From his tent near the livestock souq in Madaba, at the edge of the central Jordanian desert, Mr. Khazaeeya spends his day pounding out steel.

This is more than a knife,” Khazaeeya says. “This is life and death.”

Khazaeeya belongs to one of the last families of shibriya makers, carrying on an ancient craft handed down through generations that has armed Bedouin nomads for centuries.

Yet modern bans on weapons, the Bedouins’ increasingly urban lifestyle and an influx of cheap Chinese imitations are undermining the market for traditional shibriya. Dagger-makers warn they may soon have to pack up their hammers and anvils for good.

Should the dagger-makers disappear, so too will a symbol of Bedouin life, honor, and independence. The daggers are both functional art and potent symbols of Middle Eastern manhood that have underpinned the honor code and culture that once united Arab tribes across the Levant and the Gulf.

The shibriya has also been a status symbol, and until recently was worn by tribal judges, sheikhs, princes, and warriors alike.

“The shibriya was a sign of respect, strength, and stature,” says Nayef Nawiseh, a Jordanian historian. “If you were a man, you wore a shibriya.”

Ottoman knowhow, Bedouin skills

The name shibriya comes from the Arabic shibir, a unit of measurement equal to an outstretched adult hand from thumb to finger – some five to six inches long, the approximate length of the blade.

Unlike the curved, ornate daggers of Yemen and Oman, the shibriya is a straight, workmanlike blade made for the rough-and-tumble of daily Bedouin life. Not a decoration but a tool, it is designed to be easily drawn, to cut through canvas and rope, to shear sheep – and to kill.

Taylor Luck
In his workshop in downtown Amman, Jordan, Abdulrazzak Abu Mohaisen unsheathes a traditional Bedouin dagger of the type that his family has produced for over 150 years.

While Bedouins have been carrying crude versions of the shibriya for centuries, the dagger as it is known today dates back to the 1850’s, when the Ottoman emperor, fighting the Crimean War, conscripted thousands of Arabs into his army.

Among the recruits was Mohammed Abu Mohaisen, from what is now southern Jordan, who was drafted into the Ottoman army’s armaments division and spent years mastering Ottoman blacksmith skills, crafting bayonets, muskets and swords.

When the war ended, blacksmiths like Mr.
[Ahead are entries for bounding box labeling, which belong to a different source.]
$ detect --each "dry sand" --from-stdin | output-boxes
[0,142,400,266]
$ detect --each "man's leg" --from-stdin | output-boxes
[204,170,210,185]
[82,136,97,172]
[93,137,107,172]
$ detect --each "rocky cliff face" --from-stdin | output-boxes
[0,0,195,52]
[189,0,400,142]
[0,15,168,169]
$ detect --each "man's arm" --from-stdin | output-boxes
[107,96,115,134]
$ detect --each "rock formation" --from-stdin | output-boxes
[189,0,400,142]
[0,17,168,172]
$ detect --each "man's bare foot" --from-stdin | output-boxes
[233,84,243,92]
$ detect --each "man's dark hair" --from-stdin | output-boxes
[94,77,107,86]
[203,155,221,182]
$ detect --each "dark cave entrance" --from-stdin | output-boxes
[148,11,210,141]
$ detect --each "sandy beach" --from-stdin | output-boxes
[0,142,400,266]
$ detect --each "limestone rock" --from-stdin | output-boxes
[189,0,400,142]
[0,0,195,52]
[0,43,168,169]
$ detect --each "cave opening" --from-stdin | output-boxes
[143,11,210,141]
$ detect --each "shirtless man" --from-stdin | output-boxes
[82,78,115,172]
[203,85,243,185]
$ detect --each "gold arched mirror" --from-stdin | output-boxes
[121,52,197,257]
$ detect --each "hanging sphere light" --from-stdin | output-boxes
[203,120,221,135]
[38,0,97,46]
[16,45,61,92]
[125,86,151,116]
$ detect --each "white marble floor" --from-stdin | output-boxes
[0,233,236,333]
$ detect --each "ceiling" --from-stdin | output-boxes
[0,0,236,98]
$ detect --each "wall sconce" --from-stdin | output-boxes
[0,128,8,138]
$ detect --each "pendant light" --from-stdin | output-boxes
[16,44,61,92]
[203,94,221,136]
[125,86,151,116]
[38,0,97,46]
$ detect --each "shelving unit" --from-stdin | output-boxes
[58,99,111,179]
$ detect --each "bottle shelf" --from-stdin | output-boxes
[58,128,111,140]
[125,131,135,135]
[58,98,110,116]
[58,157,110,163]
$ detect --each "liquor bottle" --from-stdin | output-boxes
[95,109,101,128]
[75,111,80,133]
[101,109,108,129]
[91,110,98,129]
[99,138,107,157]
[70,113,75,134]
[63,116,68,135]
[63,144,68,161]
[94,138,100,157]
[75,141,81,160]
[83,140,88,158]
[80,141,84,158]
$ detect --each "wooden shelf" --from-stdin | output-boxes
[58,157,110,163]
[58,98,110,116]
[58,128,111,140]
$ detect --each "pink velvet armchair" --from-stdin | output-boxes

Abu Mohaisen were sent back to what is today Jordan. There they began producing the shibriya dagger for local Bedouins, updating the desert weapon using Ottoman knowhow.

Abu Mohaisen introduced the now-distinctive angle to one edge of the blade; that made it better for domestic purposes such as cutting fabric, chopping vegetables, or trimming the fat off meat, and also more lethal as a weapon.

In other innovations, he gave his blades copper or silver sheaths, and made handles out of ivory and goat horn.

Today, Abu Mohaisen’s descendants carry on the family craft near Amman’s Roman theater, hammering out blades by hand in the same way the Ottomans did nearly two centuries ago.

Recycling and resourcefulness have been key to the shibriya’s longevity. Abu Mohaisen’s father and grandfather used discarded railroad track from the Hijaz railway for the steel for their blades. Now Abdulrazzak Abu Mohaisen and his four brothers use the coil and suspension springs from old cars and trucks, among other sources.

Working on his own, Abdulrazzak can make two or three daggers a day, and sell each one  - including a lifetime warranty – for up to $50 to tribesmen living as far away as Syria, Iraq and Gulf countries.

There is some art involved.

On the sheath, shibriya makers carve floral or geometric designs; on the pommel they stamp tribal symbols, Allah or the Jordanian royal crown; on the hilt they embed gemstones - blue turquoise to ward off the evil eye, brown aqeeq quartz for good luck. The Abu Mohaisen family engraves customers’ names on the face of the blade, in addition to their family stamp.

But it is, first and foremost, a weapon.

“This is a simple weapon from a simpler time,” Abu Mohaisen says as he swiftly draws a dagger from its sheath. “It was built for strength, toughness and endurance, not for cosmetics.”

An ancient weapon in a modern world

Modern law has reduced the shibriya’s prominence in daily life. In the 1950’s, Jordan passed a penal code barring the carrying of weapons in urban areas; the knife soon disappeared from the streets of Amman and other cities.

In today’s Jordan, only ceremonial palace guards and elite desert forces are allowed to wear them in town in public. Tribal judges and sheikhs wear them at social gatherings.

But outside Jordan’s cities, in Bedouin towns and villages, the shibriya is still very much part of daily life, an accessory second only to the mobile phone.

In the town of Maan, 135 miles south of Amman at the edge of Jordan’s southern desert, grocers sell the daggers from large plastic Tupperware bins next to their cash registers, as if they were candy.

One shopkeeper showed a video on his phone of a man slaughtering three camels with a shibriya to serve for dinner at a recent wedding. It was not pretty, but it was effective: The shibriya made surgically precise cuts, bringing the beasts down instantly.

Today, Jordan’s dagger-makers face a difficult market. Fewer than five percent of Jordanians still live the Bedouin way of life, so most of Abu Mohaisen’s customers are tribal sheikhs or foreign embassy employees looking for a unique gift. US diplomats are particularly good customers.

A flood of imported imitation daggers selling for as little as seven dollars apiece has taken over the tourist market; visitors are often unable to distinguish aluminum Chinese models from the real thing.

Abu Mohaisen and Khazaeeya are reluctant to train their children in the ways of dagger-making. Instead, they want them to go to university and choose a profession offering security, health care and retirement benefits. With many of Jordan’s Bedouins choosing desk jobs over sheep herding, the craftsmen fear their days are numbered.

Once nobody is living the desert life any more, there will be no demand for the dagger, they say.

 “As long as there are Bedouin in this world, there will be a need for us,” says Khazaeeya.

“But if we lose the Bedouin, the world will lose the shibriya."